Head over to the dairy case these days and you may notice that there are just as many plant-based yogurts, cheeses, milks, creamers and butters as there are the traditional cow’s milk varieties. And they’re certainly growing in popularity: Growth in plant-based dairy alternatives has increased by 55 percent over the last two years, according to the Good Food Institute. Combined, they’re worth $1.9 billion dollars. But is it really better for you to ditch the moo?
First, let’s dig into what these are made of. The ingredients subbed into nondairy alternatives depend on what product you’re buying. For instance, nondairy yogurt might use almond, coconut or oat milk as the base, various gums (such as xanthan gum) to get the right texture, then add fruit puree and probiotics. A nondairy cheese may use various oils — coconut, canola, safflower — plus flour (tapioca, konjac), xanthan gum, colors and nutritional yeast for that cheese-like bite. Plant-based butters are mostly made of a blend of vegetable oils, plus other ingredients for the right color and texture.
Certainly, there are several reasons you might turn to plant-based dairy: lactose intolerance, milk allergy, disliking the taste of dairy, following a vegan lifestyle or ethical concerns, says Amy Kimberlain, RDN, a spokesperson for the Academy of Nutrition and Dietetics. It’s also trendy to give up dairy for health reasons, too.
While the reason to consume cow’s milk dairy or go for plant-based options is a personal one, know that they’re not a nutritionally identical swap. Most of the time that’s not a problem (you can make up for the difference with foods you eat at other times per day), but it’s important to be aware of it so you can make those adjustments.
For example, compare cow’s milk with nondairy alternatives. “The biggest distinction, most times, is the protein, calcium and vitamin D,” says Kimberlain.

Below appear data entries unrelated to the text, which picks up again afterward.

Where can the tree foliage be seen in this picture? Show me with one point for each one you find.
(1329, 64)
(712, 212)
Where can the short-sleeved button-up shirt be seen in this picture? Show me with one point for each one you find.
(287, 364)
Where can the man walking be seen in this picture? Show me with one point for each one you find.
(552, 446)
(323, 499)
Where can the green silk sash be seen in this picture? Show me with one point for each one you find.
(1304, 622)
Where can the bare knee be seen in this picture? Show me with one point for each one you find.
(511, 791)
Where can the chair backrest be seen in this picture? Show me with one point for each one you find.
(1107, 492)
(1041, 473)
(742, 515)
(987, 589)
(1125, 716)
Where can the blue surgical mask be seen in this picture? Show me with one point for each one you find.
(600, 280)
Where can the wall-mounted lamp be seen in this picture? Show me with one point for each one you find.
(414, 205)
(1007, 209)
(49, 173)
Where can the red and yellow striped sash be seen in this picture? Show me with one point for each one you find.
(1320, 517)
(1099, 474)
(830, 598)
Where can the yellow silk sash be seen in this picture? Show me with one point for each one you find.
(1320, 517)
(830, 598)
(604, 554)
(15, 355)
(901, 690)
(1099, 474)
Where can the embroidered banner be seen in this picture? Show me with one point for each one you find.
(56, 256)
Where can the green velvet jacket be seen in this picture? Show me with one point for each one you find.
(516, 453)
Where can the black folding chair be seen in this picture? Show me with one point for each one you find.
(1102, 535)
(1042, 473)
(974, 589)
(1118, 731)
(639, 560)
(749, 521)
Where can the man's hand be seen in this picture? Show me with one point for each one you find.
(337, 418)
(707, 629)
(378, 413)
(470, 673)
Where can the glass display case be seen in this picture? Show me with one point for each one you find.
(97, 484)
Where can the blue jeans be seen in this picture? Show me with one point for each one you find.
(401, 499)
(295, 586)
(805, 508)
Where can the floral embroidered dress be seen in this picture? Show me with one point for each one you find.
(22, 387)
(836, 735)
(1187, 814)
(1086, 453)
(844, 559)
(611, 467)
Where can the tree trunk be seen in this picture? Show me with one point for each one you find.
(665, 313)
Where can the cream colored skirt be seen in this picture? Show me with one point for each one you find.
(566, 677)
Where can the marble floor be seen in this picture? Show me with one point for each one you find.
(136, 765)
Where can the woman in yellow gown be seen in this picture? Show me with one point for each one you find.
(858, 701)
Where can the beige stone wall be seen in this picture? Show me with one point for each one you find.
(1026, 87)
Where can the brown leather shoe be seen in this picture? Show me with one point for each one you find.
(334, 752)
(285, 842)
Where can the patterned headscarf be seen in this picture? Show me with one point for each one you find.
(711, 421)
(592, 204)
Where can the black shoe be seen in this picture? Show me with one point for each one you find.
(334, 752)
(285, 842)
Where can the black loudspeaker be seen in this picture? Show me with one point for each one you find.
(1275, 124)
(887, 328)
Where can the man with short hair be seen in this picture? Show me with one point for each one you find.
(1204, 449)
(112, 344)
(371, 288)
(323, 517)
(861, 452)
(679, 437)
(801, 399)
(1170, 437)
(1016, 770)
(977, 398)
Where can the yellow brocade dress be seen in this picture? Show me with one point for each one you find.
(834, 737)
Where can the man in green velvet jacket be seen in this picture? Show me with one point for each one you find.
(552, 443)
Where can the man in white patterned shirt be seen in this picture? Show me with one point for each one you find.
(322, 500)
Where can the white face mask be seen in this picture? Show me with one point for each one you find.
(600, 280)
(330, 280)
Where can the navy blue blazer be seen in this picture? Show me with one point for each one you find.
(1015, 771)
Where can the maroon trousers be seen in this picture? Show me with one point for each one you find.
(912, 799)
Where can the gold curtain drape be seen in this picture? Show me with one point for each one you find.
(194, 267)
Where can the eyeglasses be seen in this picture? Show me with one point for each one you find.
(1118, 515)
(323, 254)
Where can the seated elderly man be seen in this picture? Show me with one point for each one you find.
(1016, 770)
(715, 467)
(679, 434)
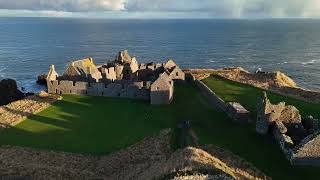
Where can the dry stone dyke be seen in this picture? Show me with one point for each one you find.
(17, 111)
(233, 109)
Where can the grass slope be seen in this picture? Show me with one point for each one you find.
(100, 125)
(263, 152)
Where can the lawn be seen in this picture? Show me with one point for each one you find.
(263, 152)
(101, 125)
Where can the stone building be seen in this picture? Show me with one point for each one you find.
(299, 138)
(123, 77)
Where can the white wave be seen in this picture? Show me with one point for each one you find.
(314, 61)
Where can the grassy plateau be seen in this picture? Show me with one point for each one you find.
(101, 125)
(262, 151)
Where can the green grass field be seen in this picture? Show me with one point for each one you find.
(263, 152)
(98, 125)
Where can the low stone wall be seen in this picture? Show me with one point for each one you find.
(234, 110)
(17, 111)
(215, 99)
(307, 152)
(136, 90)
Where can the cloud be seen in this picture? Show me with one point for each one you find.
(63, 5)
(232, 8)
(210, 8)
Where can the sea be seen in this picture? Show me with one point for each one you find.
(28, 46)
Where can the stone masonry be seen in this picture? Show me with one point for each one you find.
(298, 138)
(17, 111)
(123, 77)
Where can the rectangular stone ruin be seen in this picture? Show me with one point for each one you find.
(238, 112)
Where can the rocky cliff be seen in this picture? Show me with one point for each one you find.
(9, 91)
(277, 82)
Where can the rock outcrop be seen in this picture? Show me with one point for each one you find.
(42, 79)
(9, 91)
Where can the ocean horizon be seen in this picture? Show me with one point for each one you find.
(28, 46)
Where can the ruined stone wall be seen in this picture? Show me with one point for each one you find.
(215, 99)
(307, 152)
(235, 113)
(136, 90)
(17, 111)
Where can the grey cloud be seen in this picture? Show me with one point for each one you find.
(63, 5)
(217, 8)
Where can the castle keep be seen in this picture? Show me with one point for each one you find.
(122, 77)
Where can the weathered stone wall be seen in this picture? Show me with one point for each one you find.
(136, 90)
(237, 114)
(17, 111)
(307, 152)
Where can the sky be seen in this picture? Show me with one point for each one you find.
(162, 8)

You’ll find about 8 grams of protein per cup of cow’s milk, but just 1 gram of protein in almond or rice milk and no protein in coconut milk, she points out. Soy milk is the most comparable to cow’s milk with 7 grams of protein. In addition, not all milk alternatives are fortified with calcium and vitamin D, a duo that’s important for bone health. If you used to eat dairy yogurt, for instance, and you switched to a non-fortified plant yogurt, you’ll need to make sure to get calcium and vitamin D elsewhere in your diet, such as through dark green leafy vegetables (calcium) or UV-exposed mushrooms (vitamin D) or fortified orange juice (for both nutrients).
Another example is cheese. Part-skim shredded mozzarella has 65 calories, 5 grams of protein, 4 grams of fat, and about 2 grams of carbs. A plant-based shredded mozzarella, on the other hand, has 80 calories, 0 grams of protein, 5 grams of fat, and 8 grams of carbohydrates. Both count as good sources of calcium. As you can see, the biggest difference is that the dairy-free version does not supply protein. If you’re making a dairy-free cheese and veggie pizza, each slice contains less protein than a traditional one, and that can affect how filling your meal is.
Overall, check the brand you’re going to buy and compare labels to see how yours stacks up, suggests Kimberlain. In addition, read the ingredients to know what you’re getting. “Some will include added oils, sugar, salt and additives,” she says. Many of these are packed with added sugar to improve taste. Many dairy versions are rich in sugar, too, so it’s a matter of comparing labels and buying one that aligns with your goals.
What if you still enjoy dairy and your body can tolerate lactose just fine — will giving it up in favor of plant-based dairy make you healthier? Not necessarily. There may be no reason to fear dairy (or eat alternatives if you prefer cow’s milk versions). One meta-analysis of three cohort studies totaling more than 217,000 participants concluded that consuming 2 servings of dairy per day was associated with the lowest mortality and death from cardiovascular disease, per BMJ in 2019. However, the authors found replacing dairy with nuts, legumes or whole grains could lower the risk of death. They did not, however, analyze what happens if one substitutes with plant-based dairy products rather than these whole foods. (It’s also important to know that eating an almond milk yogurt, for instance, isn’t the same as eating almonds, Kimberlain points out.)
A more recent umbrella review of 41 meta-analyses in 2021 in Nutrition & Metabolism found consuming about 1 cup of milk per day was linked to a lower risk of heart disease, stroke, hypertension, colorectal cancer, metabolic syndrome, obesity and osteoporosis. The downside? This study also found a higher risk of prostate cancer, as well as Parkinson’s disease and acne. Whether or not you switch in the name of health depends on your personal health history, and is a discussion to have with your healthcare professional.
Whether or not you choose plant-based dairy over cow’s milk dairy is a personal one driven by a variety of factors, including taste preferences, ethical concerns or lactose intolerance. If you make the switch, carefully scan the nutrition and ingredients label and compare protein, calcium, vitamin D and sugar content between brands, choosing the one that makes the most sense for your diet.